US Deal Spotlights Vietnam’s Ambitious Nuclear Plans
An agreement signed between the United States and Vietnam earlier this month could allow U.S. companies to sell nuclear technology to Vietnam. The deal still needs to be ratified by the U.S. Congress, but the agreement has nonetheless put what some critics say are Vietnam’s overly ambitious nuclear power plans in the spotlight.
On October 10, Secretary of State John Kerry signed a civil cooperation agreement with Vietnam’s Foreign Minister Pham Binh Minh on the sidelines of the Asia-Pacific leaders summit in Brunei.
The so-called 123 Agreement will allow U.S. companies to export nuclear equipment to Vietnam and take advantage of the country’s potential nuclear power market, which is expected to grow from $10 billion currently to $50 billion by the end of 2030.
Despite having its own sources of coal, oil and hydropower, energy analysts predict Vietnam will have to import energy as soon as 2015 to maintain its rapidly growing economy. In anticipation of the problem, the government has announced ambitious plans to build as many as 13 nuclear power plants over the next 20 years. Deals have already been made with Russia and Japan.
Murray Hiebert, senior fellow at the Center for Strategic and International Studies in Washington, thinks these nuclear projects require long-term investments and relationships. However, he says, the U.S. nuclear deal does not appear to be solely about U.S. economic interests.
“I think there are two things that are at work here, one is potentially the economics and the jobs, the other is the U.S. has moved quite quickly to improve relations with Vietnam. We’ve had President Sang visiting here in July… [and] Vietnam is part of the Trans-Pacific Partnership along with the U.S. and 10 other countries,” said Hiebert.
Not everyone is happy about the plans to build a nuclear energy industry in Vietnam.
The country is on a seismic fault line and has a long coastline. In 2011, a study by an Italian research institution suggested the site planned for the first reactor, in Ninh Thuan province, could be especially vulnerable to earthquake-generated tsunamis.
So far, only a few critics have voiced their concerns, but Hiebert says this number could grow with time.
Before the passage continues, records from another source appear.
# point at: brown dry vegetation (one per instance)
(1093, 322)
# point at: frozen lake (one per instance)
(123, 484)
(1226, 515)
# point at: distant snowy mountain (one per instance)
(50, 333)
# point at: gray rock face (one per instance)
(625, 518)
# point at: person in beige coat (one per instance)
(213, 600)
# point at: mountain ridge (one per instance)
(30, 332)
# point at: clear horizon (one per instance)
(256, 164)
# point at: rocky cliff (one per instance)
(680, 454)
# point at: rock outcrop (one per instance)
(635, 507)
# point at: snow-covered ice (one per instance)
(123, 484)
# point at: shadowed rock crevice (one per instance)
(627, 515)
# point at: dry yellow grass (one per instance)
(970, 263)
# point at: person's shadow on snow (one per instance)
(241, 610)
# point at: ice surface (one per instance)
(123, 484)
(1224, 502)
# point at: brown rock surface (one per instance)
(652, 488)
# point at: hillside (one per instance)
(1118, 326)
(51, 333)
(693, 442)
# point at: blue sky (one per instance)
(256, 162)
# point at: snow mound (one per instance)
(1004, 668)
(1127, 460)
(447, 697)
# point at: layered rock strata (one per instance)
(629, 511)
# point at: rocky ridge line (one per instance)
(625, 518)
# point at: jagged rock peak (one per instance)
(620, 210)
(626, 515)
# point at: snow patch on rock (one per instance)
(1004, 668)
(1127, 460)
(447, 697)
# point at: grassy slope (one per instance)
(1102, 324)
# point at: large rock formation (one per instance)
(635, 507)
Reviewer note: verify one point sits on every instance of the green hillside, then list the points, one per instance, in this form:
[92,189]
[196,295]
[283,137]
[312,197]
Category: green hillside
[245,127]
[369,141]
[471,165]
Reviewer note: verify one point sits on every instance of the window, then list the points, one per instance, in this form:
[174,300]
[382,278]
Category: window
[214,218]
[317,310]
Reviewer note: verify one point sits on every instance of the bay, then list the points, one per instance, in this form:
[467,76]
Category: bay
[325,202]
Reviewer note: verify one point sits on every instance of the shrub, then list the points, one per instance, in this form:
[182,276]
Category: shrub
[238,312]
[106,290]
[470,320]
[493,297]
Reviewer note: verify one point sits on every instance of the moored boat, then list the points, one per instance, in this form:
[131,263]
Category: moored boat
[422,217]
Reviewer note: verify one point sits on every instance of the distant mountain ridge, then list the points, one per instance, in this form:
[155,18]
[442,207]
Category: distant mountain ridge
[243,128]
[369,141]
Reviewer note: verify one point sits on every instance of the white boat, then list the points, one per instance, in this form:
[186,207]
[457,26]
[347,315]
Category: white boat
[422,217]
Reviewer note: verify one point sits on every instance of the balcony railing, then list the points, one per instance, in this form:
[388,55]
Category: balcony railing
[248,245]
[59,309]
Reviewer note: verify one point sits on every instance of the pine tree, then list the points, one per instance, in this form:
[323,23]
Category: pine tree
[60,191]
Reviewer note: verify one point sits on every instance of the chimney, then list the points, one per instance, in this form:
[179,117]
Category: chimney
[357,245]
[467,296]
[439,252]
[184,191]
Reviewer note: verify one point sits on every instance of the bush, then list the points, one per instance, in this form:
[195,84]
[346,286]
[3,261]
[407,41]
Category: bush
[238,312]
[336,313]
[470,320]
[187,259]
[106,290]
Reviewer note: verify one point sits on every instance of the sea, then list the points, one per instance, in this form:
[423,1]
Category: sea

“Does it eventually lead to opposition in Vietnam like we had to the Chinese-invested bauxite mine or to the high speed rail link between Hanoi and Ho Chi Minh City? I really don’t know, but I suspect as Vietnam gets closer to developing nuclear reactors that there will be more questioning among the environmental groups and others,” said Hiebert.
Some experts within the country have raised concerns that the government’s plans are too ambitious. One of them is Pham Duy Hien, a former director of the Dalat Nuclear Research Institute, which houses Vietnam’s nuclear research reactor.
Hien says there are reports that plans to start building two Russian-funded reactors have been delayed, but so far there is no official confirmation. He says they have to be delayed because not enough groundwork has been done.
Hien points out that although Vietnam does need energy, it does not need it so badly that it must rush to get a plant ready by 2020.
Crucially, the proposed U.S. deal prohibits Vietnam from enriching or reprocessing plutonium or uranium while developing nuclear energy.
That is aimed at preventing Vietnam from developing nuclear weapons, but regional defense expert Professor Carl Thayer from the University of New South Wales in Australia says he thinks such nuclear proliferation concerns are minimal.
“It would make perfect sense if major powers are against you to blackmail or threaten with nuclear weapons… You could tell China, ‘yes you can kill us or defeat us but we’ll destroy Shanghai’, but I don’t see that.”
Thayer said the signing of the 123 Agreement is an indication of strategic trust between the countries and any backtracking on Vietnam’s part would be too risky.
Although it’s impossible to say for sure whether the U.S. Congress will ratify the deal, as long as nuclear power is handled in a safe way and used only for civilian purposes, Hiebert says he believes the Obama administration will put forward a good case for the agreement to go ahead.